Et moi ça m’a fait penser au tout début de l’évangile de Marc, quand Jean-Baptiste, juste après le baptême de Jésus, nous dit : « Les temps sont accomplis, le règne de Dieu est tout proche, convertissez-vous et croyez à l’Évangile » (Mc 1,15). Il parle de Jésus lui-même, Jésus qui est là, Jésus qui vient inaugurer ces temps nouveaux qu’annonçait Isaïe dans la 1ère lecture et qui sont celui de son règne, celui du Royaume de Dieu que Jésus vient instaurer et révéler.

Et on pourrait dire : quand Jésus est là son Royaume est là ; certes il reste en devenir, et donc il n’attend qu’une chose, à être accueilli… Et si ce que nous avons à annoncer c’est : « le Règne de Dieu s’est approché de vous », alors ce que nous avons à annoncer c’est un Dieu qui se fait proche…

Je crois que je vous l’ai déjà cité dans une homélie mais le pape François résume ça dans une belle formule facile à retenir, il dit que « le style de Dieu » – c’est l’expression qu’il utilise –, « le style de Dieu », donc, sa façon d’être et d’entrer en relation avec nous, ça tient en trois mots : « proximité, tendresse et compassion ». Et c’est bien le visage de Dieu que Jésus nous révèle en le vivant lui-même. Pensez par exemple à la parabole du Samaritain, un peu plus loin dans le même chapitre 10 de l’évangile de Luc. Voilà un exemple de la mission, de comment nous sommes appelés à la vivre. Nous faire proche car nous annonçons un Dieu qui veut se faire proche pour nous sauver, nous annonçons que « le Règne de Dieu s’est approché », il s’est approché de celles et ceux à qui nous en serons témoins.
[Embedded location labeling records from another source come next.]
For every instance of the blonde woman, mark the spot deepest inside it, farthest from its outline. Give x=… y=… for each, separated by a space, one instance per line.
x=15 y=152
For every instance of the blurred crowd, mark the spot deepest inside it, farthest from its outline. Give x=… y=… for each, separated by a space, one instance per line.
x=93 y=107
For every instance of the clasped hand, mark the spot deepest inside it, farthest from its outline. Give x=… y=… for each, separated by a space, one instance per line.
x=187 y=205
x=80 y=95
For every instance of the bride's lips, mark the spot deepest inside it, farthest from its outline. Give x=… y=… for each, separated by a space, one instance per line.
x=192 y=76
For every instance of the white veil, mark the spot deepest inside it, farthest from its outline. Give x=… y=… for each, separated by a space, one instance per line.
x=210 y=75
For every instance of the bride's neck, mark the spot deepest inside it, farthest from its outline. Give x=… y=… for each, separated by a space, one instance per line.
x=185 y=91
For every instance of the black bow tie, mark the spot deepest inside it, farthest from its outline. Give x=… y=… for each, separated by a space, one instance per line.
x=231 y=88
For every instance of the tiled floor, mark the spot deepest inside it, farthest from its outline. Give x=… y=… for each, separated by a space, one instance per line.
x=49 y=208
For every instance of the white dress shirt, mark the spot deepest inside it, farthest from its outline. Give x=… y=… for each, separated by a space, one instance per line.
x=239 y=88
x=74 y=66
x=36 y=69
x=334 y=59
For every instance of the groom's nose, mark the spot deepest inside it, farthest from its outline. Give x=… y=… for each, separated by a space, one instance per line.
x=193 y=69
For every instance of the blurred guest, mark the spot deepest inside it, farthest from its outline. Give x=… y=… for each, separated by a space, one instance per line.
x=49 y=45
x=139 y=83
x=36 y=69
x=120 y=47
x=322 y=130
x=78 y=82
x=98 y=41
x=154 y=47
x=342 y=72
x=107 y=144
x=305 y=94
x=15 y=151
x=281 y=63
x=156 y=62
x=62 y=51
Ça on peut le vivre même en vacances ! Comment je me fais proche de celui ou de celle qui va croiser ma route, au nom de Jésus et de l’évangile ; et comment je vis l’appel à l’aimer, tel qu’il est, quelle que soit son histoire ?

Autre façon de se questionner : comment ce qui va se jouer entre nous est de l’ordre de cette paix dont parle Jésus dans l’Évangile et de cette miséricorde dont il était question dans la 2ème lecture et que Paul a associée à cette même paix ?

Je ne résiste pas à vous redonner cette autre formule du pape François à propos de la miséricorde, cette définition qu’il nous en donnait dans le texte d’annonce du Grand Jubilé de 2016 : la miséricorde, dit-il, « c’est l’amour de Dieu qui console, qui pardonne et qui donne l’espérance. » Et pour ce faire Dieu se fait « proximité, tendresse et compassion ».

C’est à cela que nous sommes appelés. A la suite du Christ. Et voilà pourquoi nous sommes appelés à ne pas passer de maison en maison. Sans quoi nous n’allons pas nous faire vraiment proches de celles et ceux qui nous sont donnés à rencontrer. Et nous n’allons pas non plus pouvoir entendre leur besoin de salut et leurs désirs de vie. Or c’est là que Jésus veut les rejoindre et les relever.

L’enjeu pour nous ce n’est pas de faire du chiffre et d’enchaîner le plus grand nombre de visites et de conversions, non, c’est humblement de vivre l’Évangile et la rencontre, et là de pouvoir témoigner de ce qui nous fait vivre et qui donne sens à notre vie. En l’occurrence Dieu et son appel à aimer. Dieu qui veut consoler et pardonner son peuple, Dieu qui veut nous offrir cette consolation dont parlait la 1ère lecture et que nous sommes appelés à incarner nous aussi pour d’autres.

La mission, l’évangélisation, c’est : une rencontre après l’autre. Et c’est avec nos petits moyens. Nous sommes comme des agneaux, fragiles et petits, nous pouvons être la proie de plus puissants, c’est vrai. Mais nous sommes appelés à le vivre avec l’Agneau de Dieu qu’est le Christ. Il s’agira d’apprendre à lui ressembler. Et d’oser vivre l’Évangile malgré nos faiblesses ou nos peurs.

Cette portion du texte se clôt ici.